9. Un bain de Vilaine, ça ne fait pas de mal
Une croyance populaire très ancienne attribue des vertus magiques aux eaux de la Vilaine. Les jeunes filles au physique disgracieux, « les Vilaines », se transformeraient en jolies princesses après un bon bain dans les eaux du fleuve breton. Si la croyance est bien ancrée, l’explication du nom du fleuve paraît plus qu’improbable. Quoi qu’il en soit, on s’est toujours baigné dans la Vilaine, et la légende avait sans doute aussi un autre objectif : donner envie de s’y jeter malgré la couleur des eaux, plus proche de la couleur de la boue que de celle d’un lagon tropical… cela n’empêche pas les jeunes de s’y baigner encore aujourd’hui. Même si les eaux d’aujourd’hui sont de meilleure qualité qu’au début du XXème siècle et que des plages sont aménagées (celles d’Apigné par exemple), les locaux préfèrent encore filer vers la côte à Saint-Malo pour faire trempette. Un projet de plage urbaine est cependant dans les tuyaux du côté de Baud-Chardonnet. A partir de l’été 2019, vous pourrez vous prélasser sur des plages engazonnées, faire la fête dans des guinguettes et pourquoi pas s’y baigner ?
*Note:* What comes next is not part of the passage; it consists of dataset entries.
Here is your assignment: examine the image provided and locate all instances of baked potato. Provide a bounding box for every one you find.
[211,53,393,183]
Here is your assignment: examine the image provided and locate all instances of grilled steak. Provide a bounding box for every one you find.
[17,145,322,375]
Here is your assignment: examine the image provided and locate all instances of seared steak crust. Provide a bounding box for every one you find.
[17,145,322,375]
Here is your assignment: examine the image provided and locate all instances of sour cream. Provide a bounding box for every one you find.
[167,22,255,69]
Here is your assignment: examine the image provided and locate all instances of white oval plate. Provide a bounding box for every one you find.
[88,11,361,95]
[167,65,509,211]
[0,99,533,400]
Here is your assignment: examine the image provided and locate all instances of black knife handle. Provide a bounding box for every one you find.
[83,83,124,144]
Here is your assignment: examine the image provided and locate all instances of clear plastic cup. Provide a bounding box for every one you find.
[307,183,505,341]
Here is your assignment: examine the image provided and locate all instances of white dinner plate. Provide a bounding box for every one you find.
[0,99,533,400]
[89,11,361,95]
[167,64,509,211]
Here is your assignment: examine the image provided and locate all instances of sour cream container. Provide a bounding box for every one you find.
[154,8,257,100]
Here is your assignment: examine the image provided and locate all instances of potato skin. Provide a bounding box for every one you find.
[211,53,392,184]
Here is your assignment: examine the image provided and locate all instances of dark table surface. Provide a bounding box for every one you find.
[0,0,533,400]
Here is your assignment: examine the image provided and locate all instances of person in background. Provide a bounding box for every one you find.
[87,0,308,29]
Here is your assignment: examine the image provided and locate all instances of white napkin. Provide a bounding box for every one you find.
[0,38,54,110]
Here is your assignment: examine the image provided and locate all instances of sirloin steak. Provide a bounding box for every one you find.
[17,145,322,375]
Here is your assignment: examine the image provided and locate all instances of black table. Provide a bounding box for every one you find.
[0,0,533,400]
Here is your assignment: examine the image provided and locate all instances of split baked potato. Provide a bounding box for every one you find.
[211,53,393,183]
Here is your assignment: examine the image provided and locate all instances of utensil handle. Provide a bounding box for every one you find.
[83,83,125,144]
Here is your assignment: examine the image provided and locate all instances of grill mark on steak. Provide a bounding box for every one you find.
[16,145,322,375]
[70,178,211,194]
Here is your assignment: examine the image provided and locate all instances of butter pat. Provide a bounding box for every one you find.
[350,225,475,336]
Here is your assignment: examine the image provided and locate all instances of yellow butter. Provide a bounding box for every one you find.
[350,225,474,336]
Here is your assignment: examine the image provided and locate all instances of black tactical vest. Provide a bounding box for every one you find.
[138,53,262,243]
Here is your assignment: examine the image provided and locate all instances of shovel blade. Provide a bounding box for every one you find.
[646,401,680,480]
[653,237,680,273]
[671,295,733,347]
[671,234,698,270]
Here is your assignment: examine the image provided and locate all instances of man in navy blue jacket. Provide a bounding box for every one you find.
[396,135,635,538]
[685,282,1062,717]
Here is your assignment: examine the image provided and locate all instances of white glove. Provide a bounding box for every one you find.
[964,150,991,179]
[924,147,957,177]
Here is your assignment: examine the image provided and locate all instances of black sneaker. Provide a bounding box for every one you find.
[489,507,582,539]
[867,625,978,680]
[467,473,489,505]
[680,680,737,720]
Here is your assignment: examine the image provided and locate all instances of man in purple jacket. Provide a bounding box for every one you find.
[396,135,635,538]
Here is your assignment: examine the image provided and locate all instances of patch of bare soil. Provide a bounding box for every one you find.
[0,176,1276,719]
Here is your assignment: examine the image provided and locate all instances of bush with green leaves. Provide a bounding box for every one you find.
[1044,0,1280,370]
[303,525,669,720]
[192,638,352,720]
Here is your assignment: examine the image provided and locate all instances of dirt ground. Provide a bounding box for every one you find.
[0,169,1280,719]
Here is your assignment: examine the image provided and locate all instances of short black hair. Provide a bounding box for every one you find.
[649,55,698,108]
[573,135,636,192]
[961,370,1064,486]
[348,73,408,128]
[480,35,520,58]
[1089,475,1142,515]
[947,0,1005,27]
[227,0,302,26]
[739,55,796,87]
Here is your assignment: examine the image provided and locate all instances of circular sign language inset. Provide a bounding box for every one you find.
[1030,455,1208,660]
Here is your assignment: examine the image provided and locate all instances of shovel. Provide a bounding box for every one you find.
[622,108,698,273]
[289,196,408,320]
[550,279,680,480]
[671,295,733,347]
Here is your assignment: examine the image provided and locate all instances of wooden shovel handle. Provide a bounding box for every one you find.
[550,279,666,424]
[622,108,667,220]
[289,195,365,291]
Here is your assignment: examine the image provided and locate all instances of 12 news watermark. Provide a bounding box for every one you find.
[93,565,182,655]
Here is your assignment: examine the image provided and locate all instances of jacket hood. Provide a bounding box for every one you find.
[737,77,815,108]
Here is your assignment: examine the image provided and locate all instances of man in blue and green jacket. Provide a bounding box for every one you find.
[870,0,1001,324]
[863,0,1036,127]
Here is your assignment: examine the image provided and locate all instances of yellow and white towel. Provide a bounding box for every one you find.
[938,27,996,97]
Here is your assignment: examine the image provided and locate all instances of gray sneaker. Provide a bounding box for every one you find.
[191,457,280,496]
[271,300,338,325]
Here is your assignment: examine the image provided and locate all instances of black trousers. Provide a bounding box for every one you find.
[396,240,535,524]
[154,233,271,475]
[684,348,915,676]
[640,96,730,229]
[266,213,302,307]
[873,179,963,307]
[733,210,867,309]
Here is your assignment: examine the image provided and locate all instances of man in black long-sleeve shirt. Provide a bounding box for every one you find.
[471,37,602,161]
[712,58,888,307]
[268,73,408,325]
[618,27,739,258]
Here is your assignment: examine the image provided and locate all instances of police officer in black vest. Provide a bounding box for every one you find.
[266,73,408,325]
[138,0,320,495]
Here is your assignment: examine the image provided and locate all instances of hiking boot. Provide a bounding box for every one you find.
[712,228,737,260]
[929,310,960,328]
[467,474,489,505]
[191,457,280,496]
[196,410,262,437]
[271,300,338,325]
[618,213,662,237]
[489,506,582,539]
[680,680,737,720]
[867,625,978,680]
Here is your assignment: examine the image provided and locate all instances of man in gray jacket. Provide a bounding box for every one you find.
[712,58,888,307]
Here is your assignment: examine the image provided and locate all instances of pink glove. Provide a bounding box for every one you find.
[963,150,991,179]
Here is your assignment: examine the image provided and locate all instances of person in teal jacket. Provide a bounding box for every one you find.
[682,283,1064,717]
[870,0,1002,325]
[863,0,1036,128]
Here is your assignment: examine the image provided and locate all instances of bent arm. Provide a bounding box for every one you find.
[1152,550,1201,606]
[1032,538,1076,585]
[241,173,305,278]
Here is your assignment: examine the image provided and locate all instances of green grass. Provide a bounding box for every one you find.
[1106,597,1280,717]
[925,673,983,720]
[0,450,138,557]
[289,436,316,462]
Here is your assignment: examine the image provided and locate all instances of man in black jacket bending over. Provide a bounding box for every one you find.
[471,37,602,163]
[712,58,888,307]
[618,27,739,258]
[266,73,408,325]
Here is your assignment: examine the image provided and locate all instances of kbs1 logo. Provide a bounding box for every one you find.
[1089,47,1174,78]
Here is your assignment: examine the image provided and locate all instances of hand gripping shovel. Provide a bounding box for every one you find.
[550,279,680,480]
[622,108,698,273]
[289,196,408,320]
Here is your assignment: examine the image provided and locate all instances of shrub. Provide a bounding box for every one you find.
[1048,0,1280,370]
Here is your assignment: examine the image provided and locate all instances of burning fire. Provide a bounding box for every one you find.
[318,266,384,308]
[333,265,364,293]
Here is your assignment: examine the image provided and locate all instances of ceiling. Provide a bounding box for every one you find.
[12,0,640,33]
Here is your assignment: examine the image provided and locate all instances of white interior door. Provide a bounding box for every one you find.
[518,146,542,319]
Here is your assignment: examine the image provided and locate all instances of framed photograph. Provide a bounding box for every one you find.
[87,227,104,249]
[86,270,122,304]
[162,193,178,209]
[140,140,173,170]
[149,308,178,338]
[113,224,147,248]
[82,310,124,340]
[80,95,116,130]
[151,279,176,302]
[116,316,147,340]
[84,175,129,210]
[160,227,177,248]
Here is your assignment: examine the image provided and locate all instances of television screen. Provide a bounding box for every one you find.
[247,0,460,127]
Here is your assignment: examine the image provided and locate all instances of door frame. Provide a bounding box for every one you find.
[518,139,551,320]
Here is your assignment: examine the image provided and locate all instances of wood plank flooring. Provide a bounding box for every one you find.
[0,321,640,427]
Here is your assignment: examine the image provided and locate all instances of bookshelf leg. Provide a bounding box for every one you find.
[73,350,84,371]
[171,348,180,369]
10. En 2018-2019, on célèbre l’année de la Vilaine
Se reconnecter avec le fleuve et la nature, expérimenter des traversées poétiques, rencontrer les producteurs installés au bord du fleuve… De juillet 2018 à juillet 2019 on célèbre à Rennes l’année de la Vilaine. Des événements pour voir la ville autrement et parcourir le halage et les communes situées dans la vallée de la Vilaine. De nombreux aménagements et événements sont organisés toute cette année et l’exposition de l’Ecomusée du Pays de Rennes en est l’un des temps forts. Une première escale à faire avant d’aller voir de plus près ce fleuve, pas vilain du tout.